但我仍旧没答应他,反而疑惑地问:“你想报仇,自己找他就行,拉上我干嘛啊?”
“我要能打得过他,不会麻烦任何人的。”杜旌旗耸耸肩,轻轻地叹了口气,才面色无奈地道:“我是凝境后期,他也是凝境后期……一个人确实不是他的对手,所以想拉上你!”
“你不是还有手下么?”我反问道。
“吴总队长!”杜旌旗的脸色愈发无奈:“你觉得这种事情,方便跟我的手下说么?”
自己老婆被别人调戏了,确实有些难以启齿。
而我还是沉默不语,眉头微微蹙起,正在思索什么。
“吴总队长,你是害怕郭泰山?”杜旌旗的声音有些沉了下来。
“我当然不怕他!”我摇摇头,“可我刚从文华东方酒店出来,和牛司主见了一面,在他的安排下,我已经跟郭泰山‘和解’了!”

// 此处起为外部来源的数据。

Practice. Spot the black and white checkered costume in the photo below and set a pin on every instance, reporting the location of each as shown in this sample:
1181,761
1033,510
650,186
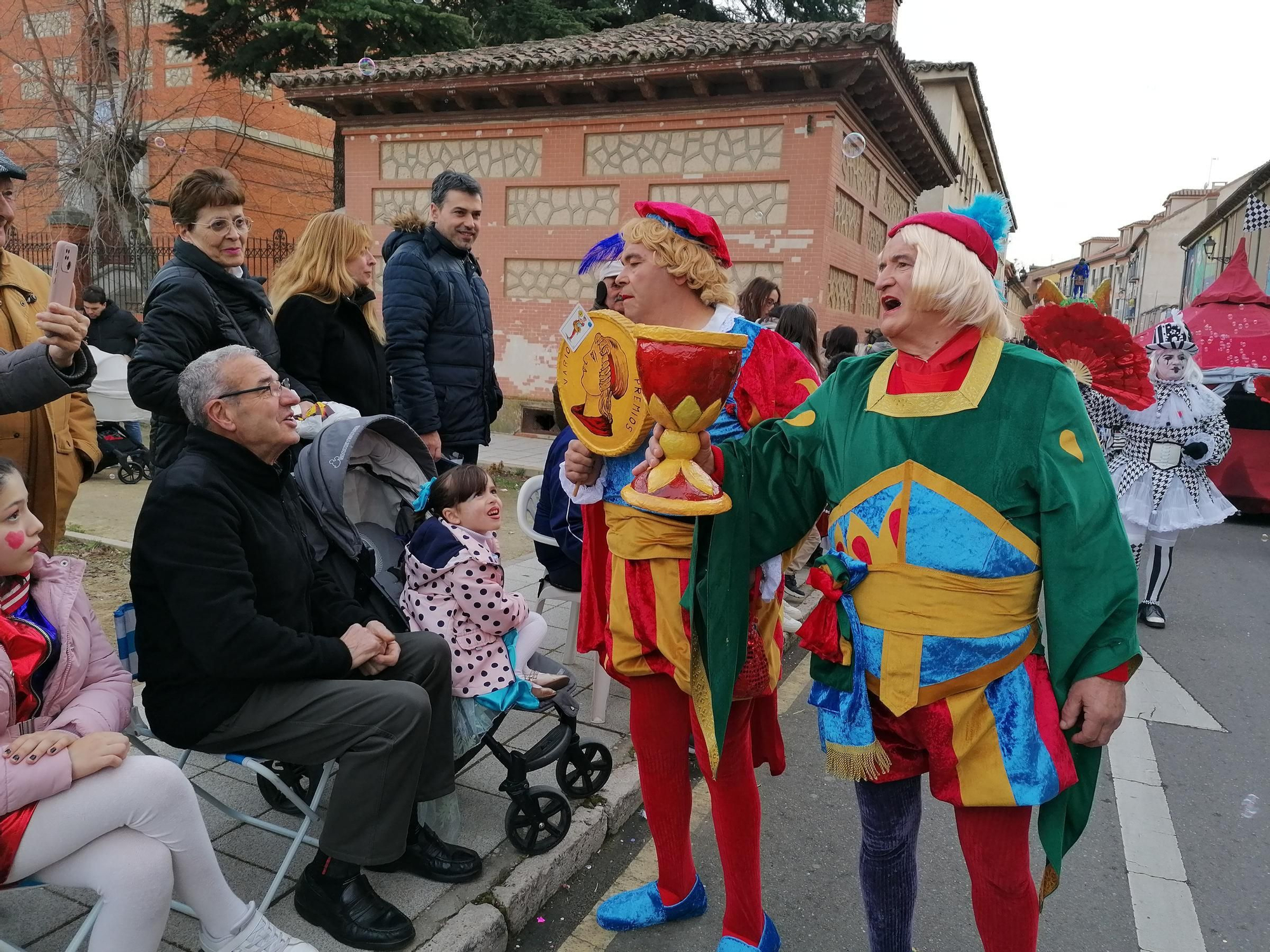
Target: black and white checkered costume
1174,492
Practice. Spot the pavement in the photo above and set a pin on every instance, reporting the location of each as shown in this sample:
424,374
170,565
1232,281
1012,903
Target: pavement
1173,860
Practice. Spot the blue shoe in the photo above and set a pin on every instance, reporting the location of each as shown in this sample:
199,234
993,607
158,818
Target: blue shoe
638,909
770,942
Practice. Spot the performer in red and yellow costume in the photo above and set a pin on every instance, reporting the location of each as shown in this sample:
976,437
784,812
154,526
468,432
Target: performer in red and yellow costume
636,567
965,475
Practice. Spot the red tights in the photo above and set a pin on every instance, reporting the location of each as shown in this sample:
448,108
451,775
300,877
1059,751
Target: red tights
995,845
662,722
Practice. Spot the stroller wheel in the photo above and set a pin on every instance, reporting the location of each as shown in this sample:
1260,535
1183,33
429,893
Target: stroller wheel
299,777
538,821
585,770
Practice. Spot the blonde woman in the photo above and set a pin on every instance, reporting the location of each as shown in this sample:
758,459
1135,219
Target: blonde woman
331,336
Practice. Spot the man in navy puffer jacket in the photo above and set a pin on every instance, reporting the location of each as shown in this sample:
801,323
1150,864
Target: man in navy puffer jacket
439,323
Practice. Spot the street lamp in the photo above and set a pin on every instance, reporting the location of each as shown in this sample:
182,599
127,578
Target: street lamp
1210,248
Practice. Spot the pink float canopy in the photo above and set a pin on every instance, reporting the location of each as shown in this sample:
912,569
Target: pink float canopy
1231,319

一听这话,杜旌旗反而笑了起来:“吴总队长,这和解是你心甘情愿的么?”
“……当然不是。”我实话实说。
“那不就结了!”杜旌旗笑得愈发开心,一抚掌道:“既然不是心甘情愿,咱俩就干郭泰山呗!牛司主不会一直在深城的,等他一走,咱俩立刻动手!”
我仍旧不说话。
无论是否心甘情愿,之前确实当着牛镇岳的面跟郭泰山和解了。而且牛镇岳也说了,谁再翻旧账,他就不客气了!
一位司主的威胁,谁不胆寒?
“吴总队长,你真的不用害怕!”杜旌旗认认真真地说:“郭泰山有牛司主护着不假,可你有侯司主护着啊!而我,同样有马司主护着,根本不用怕他!”

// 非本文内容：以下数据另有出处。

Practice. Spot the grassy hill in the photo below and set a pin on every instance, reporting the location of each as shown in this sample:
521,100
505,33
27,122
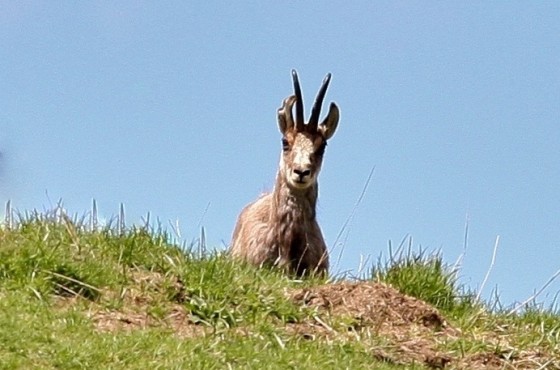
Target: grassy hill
75,296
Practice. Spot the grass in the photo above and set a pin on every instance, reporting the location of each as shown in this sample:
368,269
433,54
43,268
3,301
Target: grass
76,296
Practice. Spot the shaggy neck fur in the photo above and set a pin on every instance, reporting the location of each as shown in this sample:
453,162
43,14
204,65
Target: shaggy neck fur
293,212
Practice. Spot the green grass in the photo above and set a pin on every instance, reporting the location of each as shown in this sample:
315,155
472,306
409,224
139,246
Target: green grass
72,297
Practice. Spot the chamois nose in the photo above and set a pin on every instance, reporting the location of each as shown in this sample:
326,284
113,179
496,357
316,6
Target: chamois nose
302,173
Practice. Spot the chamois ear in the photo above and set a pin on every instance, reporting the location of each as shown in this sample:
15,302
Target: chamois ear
329,124
285,118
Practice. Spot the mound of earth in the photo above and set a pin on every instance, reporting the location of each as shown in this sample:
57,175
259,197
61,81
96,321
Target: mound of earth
411,328
393,327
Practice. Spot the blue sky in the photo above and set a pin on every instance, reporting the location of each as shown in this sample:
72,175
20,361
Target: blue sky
170,108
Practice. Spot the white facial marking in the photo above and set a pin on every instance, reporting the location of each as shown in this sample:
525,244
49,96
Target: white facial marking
301,172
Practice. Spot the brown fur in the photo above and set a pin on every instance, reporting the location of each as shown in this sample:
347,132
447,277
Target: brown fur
280,228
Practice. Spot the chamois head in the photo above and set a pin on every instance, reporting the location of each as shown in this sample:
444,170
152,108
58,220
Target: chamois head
304,144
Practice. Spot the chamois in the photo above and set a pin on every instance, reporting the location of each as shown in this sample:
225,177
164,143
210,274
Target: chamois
280,228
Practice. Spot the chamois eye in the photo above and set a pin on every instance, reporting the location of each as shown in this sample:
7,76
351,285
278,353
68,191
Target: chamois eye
321,149
285,145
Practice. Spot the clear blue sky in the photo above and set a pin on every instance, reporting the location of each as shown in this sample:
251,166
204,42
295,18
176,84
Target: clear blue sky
170,106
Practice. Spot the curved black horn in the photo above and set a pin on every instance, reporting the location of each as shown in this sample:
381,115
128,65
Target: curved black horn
316,111
299,102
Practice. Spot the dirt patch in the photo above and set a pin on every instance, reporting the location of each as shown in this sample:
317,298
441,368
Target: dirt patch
412,330
392,327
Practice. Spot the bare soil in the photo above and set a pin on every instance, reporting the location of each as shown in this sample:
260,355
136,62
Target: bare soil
394,327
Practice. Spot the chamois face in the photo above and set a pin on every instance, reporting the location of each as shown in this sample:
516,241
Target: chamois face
302,156
303,145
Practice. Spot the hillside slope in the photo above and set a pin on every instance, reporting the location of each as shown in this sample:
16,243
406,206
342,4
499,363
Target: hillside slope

看我还是没有什么反应,杜旌旗继续说着:“咱俩也别光明正大地打,都蒙上面,给郭泰山套上麻袋,就算他知道是谁打的,也没证据,无可奈何!而且不管出什么事,侯司主和马司主都会护着咱俩的!”
听上去似乎很有可行性。
我当然是很想报复郭泰山的,但也没有立刻答应,而是在脑子里盘算着,这计划是否能行得通?

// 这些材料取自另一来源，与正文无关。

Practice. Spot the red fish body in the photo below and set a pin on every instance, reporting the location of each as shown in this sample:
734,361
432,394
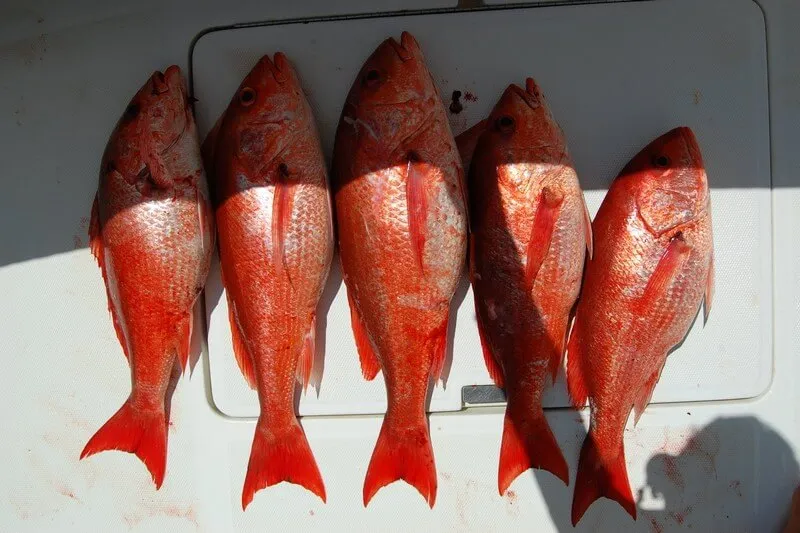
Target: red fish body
402,236
275,244
652,268
530,232
152,234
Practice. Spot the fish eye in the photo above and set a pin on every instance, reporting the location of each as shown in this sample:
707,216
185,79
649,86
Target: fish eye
247,96
505,124
661,161
371,77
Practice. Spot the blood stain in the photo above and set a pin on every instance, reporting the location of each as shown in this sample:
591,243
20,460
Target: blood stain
672,472
455,105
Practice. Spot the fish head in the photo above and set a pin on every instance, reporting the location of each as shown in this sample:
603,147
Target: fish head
669,178
522,118
153,122
392,96
265,112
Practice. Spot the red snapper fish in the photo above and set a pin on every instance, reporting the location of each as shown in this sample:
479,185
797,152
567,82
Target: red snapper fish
652,268
152,234
402,235
530,231
275,245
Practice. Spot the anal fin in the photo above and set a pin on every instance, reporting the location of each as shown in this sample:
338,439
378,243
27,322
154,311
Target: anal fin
576,385
544,223
493,366
708,296
96,245
369,362
645,394
185,339
240,351
439,340
282,203
306,361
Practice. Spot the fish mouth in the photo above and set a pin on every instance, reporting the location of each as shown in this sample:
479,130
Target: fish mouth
275,66
178,136
405,48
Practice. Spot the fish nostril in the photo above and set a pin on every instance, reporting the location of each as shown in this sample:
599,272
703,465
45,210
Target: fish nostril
159,83
661,161
505,124
131,111
371,78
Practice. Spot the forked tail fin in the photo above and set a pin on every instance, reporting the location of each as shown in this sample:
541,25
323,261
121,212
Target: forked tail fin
281,455
139,431
597,479
528,442
402,453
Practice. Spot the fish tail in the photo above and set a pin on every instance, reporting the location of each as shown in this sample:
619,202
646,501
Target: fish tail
527,443
597,478
402,453
141,431
281,455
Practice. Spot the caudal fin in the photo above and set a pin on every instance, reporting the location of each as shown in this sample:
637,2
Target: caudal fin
528,442
402,453
138,431
597,479
281,455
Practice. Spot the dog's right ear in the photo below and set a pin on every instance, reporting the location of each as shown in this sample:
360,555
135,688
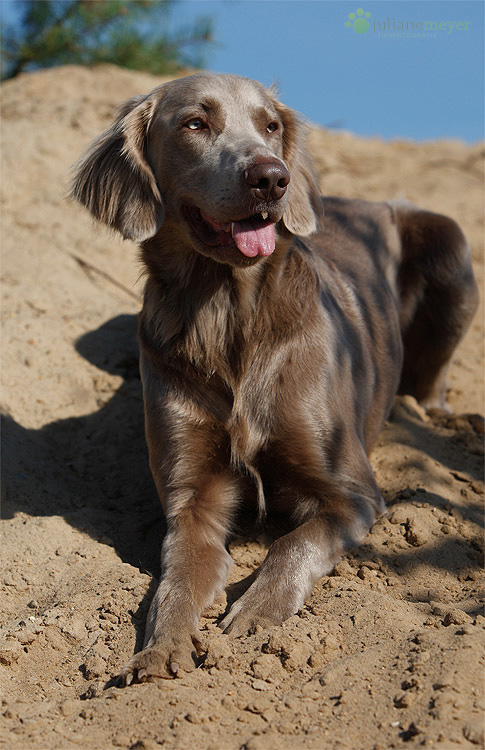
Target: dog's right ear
114,179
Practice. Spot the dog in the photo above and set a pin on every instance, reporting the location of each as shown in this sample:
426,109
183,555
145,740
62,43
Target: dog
277,327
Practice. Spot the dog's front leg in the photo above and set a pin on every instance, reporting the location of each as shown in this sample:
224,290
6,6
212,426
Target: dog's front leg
297,560
199,492
195,565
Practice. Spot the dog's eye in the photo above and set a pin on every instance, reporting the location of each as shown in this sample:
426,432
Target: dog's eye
195,124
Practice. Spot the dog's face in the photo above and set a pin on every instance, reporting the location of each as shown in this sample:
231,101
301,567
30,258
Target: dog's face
216,157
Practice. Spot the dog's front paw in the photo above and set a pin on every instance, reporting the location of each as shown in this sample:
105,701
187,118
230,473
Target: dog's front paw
256,609
162,661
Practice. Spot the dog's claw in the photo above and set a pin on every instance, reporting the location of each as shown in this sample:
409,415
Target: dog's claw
174,667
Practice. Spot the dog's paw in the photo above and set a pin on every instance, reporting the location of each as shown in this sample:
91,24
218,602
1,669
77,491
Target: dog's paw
254,610
162,661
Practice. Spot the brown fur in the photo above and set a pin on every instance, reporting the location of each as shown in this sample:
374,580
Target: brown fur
266,379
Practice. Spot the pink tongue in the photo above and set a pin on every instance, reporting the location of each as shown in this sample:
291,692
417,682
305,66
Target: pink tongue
252,241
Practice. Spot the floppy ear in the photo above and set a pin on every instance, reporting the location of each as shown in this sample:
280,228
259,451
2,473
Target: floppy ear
114,179
305,205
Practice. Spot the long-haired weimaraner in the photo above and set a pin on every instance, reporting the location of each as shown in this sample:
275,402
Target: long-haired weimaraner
276,328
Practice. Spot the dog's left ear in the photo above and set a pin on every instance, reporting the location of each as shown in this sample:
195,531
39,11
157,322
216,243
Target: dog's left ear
114,179
305,205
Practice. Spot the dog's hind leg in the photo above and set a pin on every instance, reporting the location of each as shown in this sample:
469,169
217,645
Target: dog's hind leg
438,297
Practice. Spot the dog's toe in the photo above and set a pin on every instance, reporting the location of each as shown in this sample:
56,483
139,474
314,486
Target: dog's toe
159,662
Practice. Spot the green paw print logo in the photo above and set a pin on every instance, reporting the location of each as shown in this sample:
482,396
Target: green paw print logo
358,21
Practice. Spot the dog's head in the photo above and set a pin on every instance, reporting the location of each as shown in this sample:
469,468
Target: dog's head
217,156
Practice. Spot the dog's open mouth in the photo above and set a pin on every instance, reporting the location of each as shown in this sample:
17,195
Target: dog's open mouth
253,236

“一定能行得通!”仍旧知道我在想些什么,杜旌旗言之凿凿地道:“这个计划,我筹备很久了,也掌握了郭泰山的一举一动,就差一位实力同样强劲的合作伙伴了!相信我,吴总队长,咱俩一定没问题的。办完这件事情,就各分东西,郭泰山没有证据,就只能吃一个哑巴亏!”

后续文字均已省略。